Just to record it here, ideally we would want to find something that:

allows us to demonstrate how to tidy() a document-term matrix
is an appropriate use case for the Loughran and McDonald sentiment lexicon

This may be too high an ask, though, and we need to break these apart and integrate these two bits of information separately. @dgrtwo

kaybenleroll commented 5 years ago

Not at all Julia, happy to help! Let me know if you need any help with this - happy to help out any way I can. That book is really useful and has helped me a lot, so happy to contribute back. :)

nattalides commented 4 years ago

Same issue - after a bit of search it looks like the service from Yahoo and Google has been deprecated so probably best remove that bit.

@dgrtwo @juliasilge Do you think it would be better/easier to have a stored Corpus/VCorpus/WebCorpus financial article dataset as part of {tidytext} removing dependencies from other packages. This will enable to demonstrate both of the bullet points you raised.
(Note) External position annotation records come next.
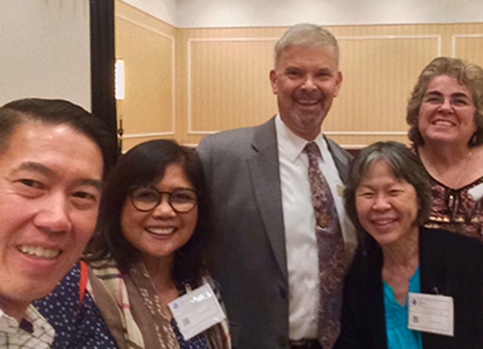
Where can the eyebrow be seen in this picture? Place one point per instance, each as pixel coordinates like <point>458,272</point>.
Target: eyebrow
<point>456,94</point>
<point>35,167</point>
<point>46,171</point>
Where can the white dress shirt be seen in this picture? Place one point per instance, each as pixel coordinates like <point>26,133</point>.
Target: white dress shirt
<point>39,335</point>
<point>299,223</point>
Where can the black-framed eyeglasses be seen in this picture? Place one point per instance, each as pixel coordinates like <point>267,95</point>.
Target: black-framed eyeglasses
<point>147,198</point>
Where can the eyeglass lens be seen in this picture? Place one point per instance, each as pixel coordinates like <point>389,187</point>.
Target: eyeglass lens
<point>181,200</point>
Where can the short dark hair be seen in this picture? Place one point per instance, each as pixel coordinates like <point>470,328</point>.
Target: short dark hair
<point>469,75</point>
<point>58,112</point>
<point>142,165</point>
<point>404,164</point>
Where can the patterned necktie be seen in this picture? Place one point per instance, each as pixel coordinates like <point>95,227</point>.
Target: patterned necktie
<point>331,251</point>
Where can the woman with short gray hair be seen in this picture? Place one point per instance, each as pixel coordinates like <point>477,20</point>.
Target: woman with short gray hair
<point>388,198</point>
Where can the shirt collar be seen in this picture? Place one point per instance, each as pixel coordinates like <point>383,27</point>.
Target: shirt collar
<point>33,323</point>
<point>293,145</point>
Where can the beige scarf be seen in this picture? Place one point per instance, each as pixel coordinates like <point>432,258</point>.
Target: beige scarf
<point>133,313</point>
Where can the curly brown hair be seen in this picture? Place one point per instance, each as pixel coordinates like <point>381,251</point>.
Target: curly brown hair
<point>467,74</point>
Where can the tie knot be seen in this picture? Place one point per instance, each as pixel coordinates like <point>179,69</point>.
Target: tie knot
<point>312,149</point>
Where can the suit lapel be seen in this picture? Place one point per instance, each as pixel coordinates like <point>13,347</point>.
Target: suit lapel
<point>340,159</point>
<point>265,179</point>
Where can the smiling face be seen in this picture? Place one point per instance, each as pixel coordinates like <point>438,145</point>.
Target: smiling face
<point>159,233</point>
<point>50,179</point>
<point>386,207</point>
<point>305,80</point>
<point>447,112</point>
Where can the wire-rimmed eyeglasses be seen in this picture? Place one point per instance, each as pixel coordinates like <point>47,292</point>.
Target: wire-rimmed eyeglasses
<point>147,198</point>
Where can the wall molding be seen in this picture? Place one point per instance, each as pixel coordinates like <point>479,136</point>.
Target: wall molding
<point>173,77</point>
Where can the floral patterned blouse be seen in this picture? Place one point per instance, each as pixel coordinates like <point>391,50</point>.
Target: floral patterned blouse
<point>456,209</point>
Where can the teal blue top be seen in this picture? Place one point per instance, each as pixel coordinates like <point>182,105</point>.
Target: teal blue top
<point>399,336</point>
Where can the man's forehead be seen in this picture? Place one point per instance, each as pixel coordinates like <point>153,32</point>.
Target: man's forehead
<point>293,52</point>
<point>33,142</point>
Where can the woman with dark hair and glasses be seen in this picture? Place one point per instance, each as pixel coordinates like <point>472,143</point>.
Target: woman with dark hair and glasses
<point>409,287</point>
<point>148,249</point>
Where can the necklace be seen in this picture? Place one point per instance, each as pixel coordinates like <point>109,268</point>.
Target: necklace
<point>442,176</point>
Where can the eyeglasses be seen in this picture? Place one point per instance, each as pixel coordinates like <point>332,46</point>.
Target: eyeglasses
<point>147,198</point>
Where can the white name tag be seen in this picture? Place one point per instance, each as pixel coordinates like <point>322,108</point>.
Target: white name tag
<point>431,313</point>
<point>196,311</point>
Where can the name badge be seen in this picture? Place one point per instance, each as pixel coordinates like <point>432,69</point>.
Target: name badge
<point>196,311</point>
<point>431,313</point>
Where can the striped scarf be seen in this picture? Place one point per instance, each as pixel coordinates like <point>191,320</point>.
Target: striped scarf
<point>131,308</point>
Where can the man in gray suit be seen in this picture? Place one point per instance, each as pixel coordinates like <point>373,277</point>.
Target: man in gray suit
<point>267,257</point>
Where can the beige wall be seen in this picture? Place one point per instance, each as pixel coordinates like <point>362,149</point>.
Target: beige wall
<point>186,83</point>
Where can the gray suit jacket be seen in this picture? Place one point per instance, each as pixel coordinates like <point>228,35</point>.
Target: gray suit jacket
<point>242,172</point>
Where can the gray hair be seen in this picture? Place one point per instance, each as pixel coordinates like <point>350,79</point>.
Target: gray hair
<point>469,75</point>
<point>404,164</point>
<point>305,34</point>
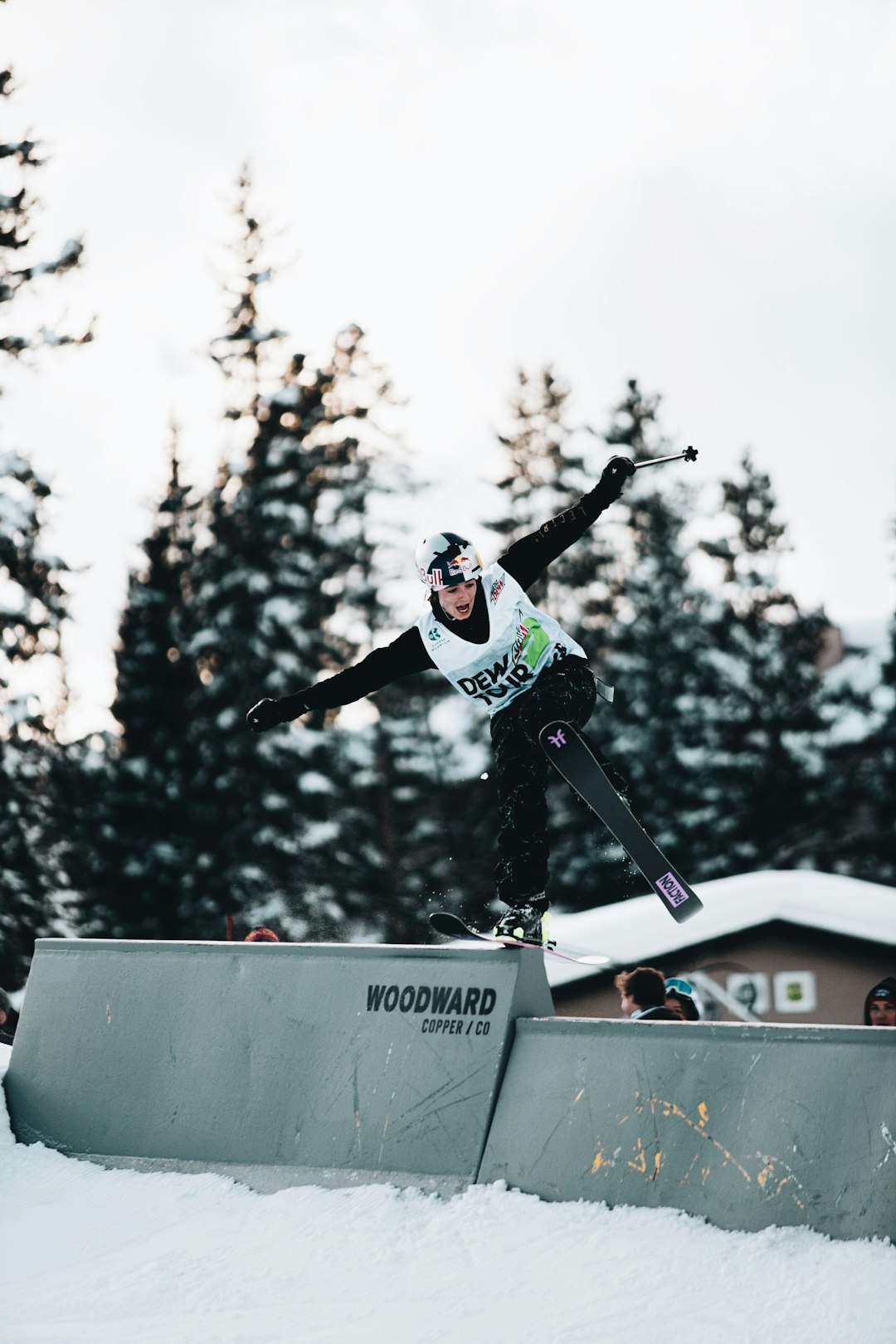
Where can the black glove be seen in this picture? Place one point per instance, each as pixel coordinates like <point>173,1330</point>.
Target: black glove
<point>618,470</point>
<point>264,715</point>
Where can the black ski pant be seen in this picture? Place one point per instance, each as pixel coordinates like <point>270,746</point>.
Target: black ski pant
<point>563,691</point>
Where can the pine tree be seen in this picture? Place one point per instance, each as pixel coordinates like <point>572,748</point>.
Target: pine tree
<point>140,854</point>
<point>34,604</point>
<point>655,656</point>
<point>280,594</point>
<point>766,724</point>
<point>883,791</point>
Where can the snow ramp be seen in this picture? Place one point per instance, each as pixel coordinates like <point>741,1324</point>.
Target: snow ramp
<point>342,1064</point>
<point>277,1064</point>
<point>746,1125</point>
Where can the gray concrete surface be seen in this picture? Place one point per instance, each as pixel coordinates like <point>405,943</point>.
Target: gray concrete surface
<point>746,1125</point>
<point>308,1058</point>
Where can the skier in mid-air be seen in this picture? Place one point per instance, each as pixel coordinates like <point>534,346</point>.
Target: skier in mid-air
<point>494,647</point>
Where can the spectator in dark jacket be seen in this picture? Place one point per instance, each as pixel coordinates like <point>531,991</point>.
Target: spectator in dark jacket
<point>7,1019</point>
<point>261,934</point>
<point>880,1003</point>
<point>642,995</point>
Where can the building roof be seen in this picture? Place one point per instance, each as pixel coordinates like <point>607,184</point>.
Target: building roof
<point>640,932</point>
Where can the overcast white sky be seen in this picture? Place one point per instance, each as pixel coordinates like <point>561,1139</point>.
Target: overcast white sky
<point>699,194</point>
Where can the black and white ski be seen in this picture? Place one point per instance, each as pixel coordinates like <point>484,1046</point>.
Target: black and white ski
<point>574,760</point>
<point>455,928</point>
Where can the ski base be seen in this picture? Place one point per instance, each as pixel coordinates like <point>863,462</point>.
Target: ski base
<point>453,926</point>
<point>574,760</point>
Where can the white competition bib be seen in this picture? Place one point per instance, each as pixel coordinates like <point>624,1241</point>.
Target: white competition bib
<point>522,644</point>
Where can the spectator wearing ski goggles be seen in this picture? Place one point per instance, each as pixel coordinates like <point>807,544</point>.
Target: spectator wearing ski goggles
<point>683,999</point>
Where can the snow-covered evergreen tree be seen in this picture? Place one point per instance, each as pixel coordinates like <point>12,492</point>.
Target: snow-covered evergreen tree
<point>281,592</point>
<point>766,728</point>
<point>546,475</point>
<point>137,852</point>
<point>655,656</point>
<point>32,602</point>
<point>32,605</point>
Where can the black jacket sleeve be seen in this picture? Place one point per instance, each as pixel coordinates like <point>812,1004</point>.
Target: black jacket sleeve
<point>402,657</point>
<point>528,558</point>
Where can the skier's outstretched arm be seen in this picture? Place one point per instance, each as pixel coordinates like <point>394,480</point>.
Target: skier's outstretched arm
<point>402,657</point>
<point>527,559</point>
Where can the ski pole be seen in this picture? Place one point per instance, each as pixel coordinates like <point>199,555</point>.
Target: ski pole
<point>689,455</point>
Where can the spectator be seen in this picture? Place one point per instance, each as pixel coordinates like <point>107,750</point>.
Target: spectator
<point>7,1019</point>
<point>261,934</point>
<point>683,1001</point>
<point>880,1004</point>
<point>642,995</point>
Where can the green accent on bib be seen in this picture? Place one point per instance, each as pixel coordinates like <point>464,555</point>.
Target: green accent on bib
<point>533,644</point>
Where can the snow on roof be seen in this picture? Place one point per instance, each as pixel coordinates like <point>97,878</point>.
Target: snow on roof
<point>640,932</point>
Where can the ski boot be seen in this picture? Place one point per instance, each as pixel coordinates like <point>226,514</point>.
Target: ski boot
<point>529,923</point>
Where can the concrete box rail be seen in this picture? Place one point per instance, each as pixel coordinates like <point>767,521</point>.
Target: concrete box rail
<point>275,1064</point>
<point>746,1125</point>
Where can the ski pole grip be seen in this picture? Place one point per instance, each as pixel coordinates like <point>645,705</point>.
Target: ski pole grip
<point>688,455</point>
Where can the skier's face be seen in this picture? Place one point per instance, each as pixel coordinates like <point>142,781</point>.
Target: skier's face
<point>883,1014</point>
<point>458,600</point>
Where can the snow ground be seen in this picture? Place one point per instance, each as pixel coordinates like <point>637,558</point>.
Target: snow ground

DesmondChoy commented 4 years ago

Thank you very much for this report! 🙌 I want to acknowledge it and let you know we are aware and looking for a replacement data source to use in the book.

Just to record it here, ideally we would want to find something that:

allows us to demonstrate how to tidy() a document-term matrix

is an appropriate use case for the Loughran and McDonald sentiment lexicon

This may be too high an ask, though, and we need to break these apart and integrate these two bits of information separately. @dgrtwo

How about company's earnings call transcripts? I stumbled upon a site that seems to provide these for free: https://news.alphastreet.com/ (Note: I'm not affiliated with them in any way)

smmathews commented 3 weeks ago

I've created a PR that explains the issue the reader is about to encounter. While this PR is still open and unresolved, it would probably be a good idea to acknowledge the issue in the text.